Erhöhtes Thromboserisiko bei neueren „Pillen“

Betrifft auch die Wirkstoffe Chlormadinon und Nomegestrol

Es gibt riskantere und weniger riskante Anti-Baby-Pillen, wenn es um das Risiko von Blut­gerinnseln geht. Allerdings fehlten für einige Wirkstoffe bislang noch genauere Informationen. Die liefert jetzt eine neue Auswertung von Krankenkassendaten.

In den meisten Anti-Baby-Pillen stecken zwei hormonelle Wirkstoffe: ein Östrogen (meist Ethinylestradiol) und ein Gestagen. Der Gestagen-Wirkstoff beeinflusst, wie stark das Risiko für Blutgerinnsel in den Venen, etwa in den Beinen oder – deutlich gefährlicher – in der Lunge steigt. Bei Pillen mit älteren Gestagen-Wirkstoffen wie Levonorgestrel kommt es jährlich zu etwa fünf bis sieben solcher Blutgerinnsel pro 10.000 Frauen (Risikoklasse 1).
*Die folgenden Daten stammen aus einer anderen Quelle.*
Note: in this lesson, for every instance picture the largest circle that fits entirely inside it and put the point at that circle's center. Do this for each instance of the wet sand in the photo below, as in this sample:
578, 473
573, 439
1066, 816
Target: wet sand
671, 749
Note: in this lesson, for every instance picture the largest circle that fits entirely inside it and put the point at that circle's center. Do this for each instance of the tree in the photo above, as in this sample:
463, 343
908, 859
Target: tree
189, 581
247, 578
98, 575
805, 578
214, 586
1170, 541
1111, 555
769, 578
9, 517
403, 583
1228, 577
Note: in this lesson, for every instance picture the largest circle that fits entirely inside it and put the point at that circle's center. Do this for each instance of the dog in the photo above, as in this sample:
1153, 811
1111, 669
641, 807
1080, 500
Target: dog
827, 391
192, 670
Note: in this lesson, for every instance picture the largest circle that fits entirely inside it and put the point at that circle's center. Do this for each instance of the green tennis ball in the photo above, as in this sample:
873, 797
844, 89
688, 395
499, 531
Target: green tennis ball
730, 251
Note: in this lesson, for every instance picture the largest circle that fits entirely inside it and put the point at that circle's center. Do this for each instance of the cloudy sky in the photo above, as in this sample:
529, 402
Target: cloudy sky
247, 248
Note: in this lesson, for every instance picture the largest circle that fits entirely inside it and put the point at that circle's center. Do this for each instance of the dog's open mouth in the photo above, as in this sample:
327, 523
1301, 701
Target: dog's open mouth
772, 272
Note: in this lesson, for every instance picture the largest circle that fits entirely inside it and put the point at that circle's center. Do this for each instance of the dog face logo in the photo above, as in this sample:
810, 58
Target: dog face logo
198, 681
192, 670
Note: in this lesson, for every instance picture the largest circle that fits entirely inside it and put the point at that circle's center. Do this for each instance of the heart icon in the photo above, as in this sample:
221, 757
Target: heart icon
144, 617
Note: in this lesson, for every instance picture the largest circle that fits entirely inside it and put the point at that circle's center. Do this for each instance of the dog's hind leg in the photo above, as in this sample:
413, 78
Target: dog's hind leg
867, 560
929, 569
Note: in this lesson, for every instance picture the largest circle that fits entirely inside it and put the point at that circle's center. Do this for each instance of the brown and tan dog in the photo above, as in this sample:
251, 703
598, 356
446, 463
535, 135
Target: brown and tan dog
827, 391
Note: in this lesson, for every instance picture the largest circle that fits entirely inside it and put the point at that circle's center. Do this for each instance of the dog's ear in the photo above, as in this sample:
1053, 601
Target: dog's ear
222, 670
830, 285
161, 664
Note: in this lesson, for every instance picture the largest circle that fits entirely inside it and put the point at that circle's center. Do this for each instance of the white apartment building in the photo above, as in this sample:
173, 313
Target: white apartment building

Bei neueren Gestagen-Wirkstoffen wie Etonogestrel und Norelgestromin können es sechs bis zwölf Gerinnsel (Risikoklasse 2), bei Drospirenon und Desogestrel neun bis zwölf (Risikoklasse 3) sein. Das ist bereits seit Längerem bekannt.

Für einige andere neuere Gestagene war bislang nicht klar, welcher Risikoklasse sie zuzuordnen sind. Eine neuere Analyse hat jetzt ergeben, dass auch Chlormadinon und Nomegestrol zur Risikoklasse 3 gehören, also das höchste Thromboserisiko haben.1 Dazu wertete das Forschungs­team Abrechnungsdaten von vier gesetzlichen Krankenversicherungen in Deutschland aus.

Besser verordnen!

Die deutsche Zulassungsbehörde, das Bundesinstitut für Arzneimittel und Medizinprodukte (BfArM), weist erneut darauf hin, dass Ärztinnen und Ärzte bevorzugt Präparate mit niedrigerem Thromboserisiko verordnen sollen, gerade bei Frauen, die die Pille zum ersten Mal einnehmen oder ein höheres Risiko für eine Thrombose haben, wie etwa bei Übergewicht.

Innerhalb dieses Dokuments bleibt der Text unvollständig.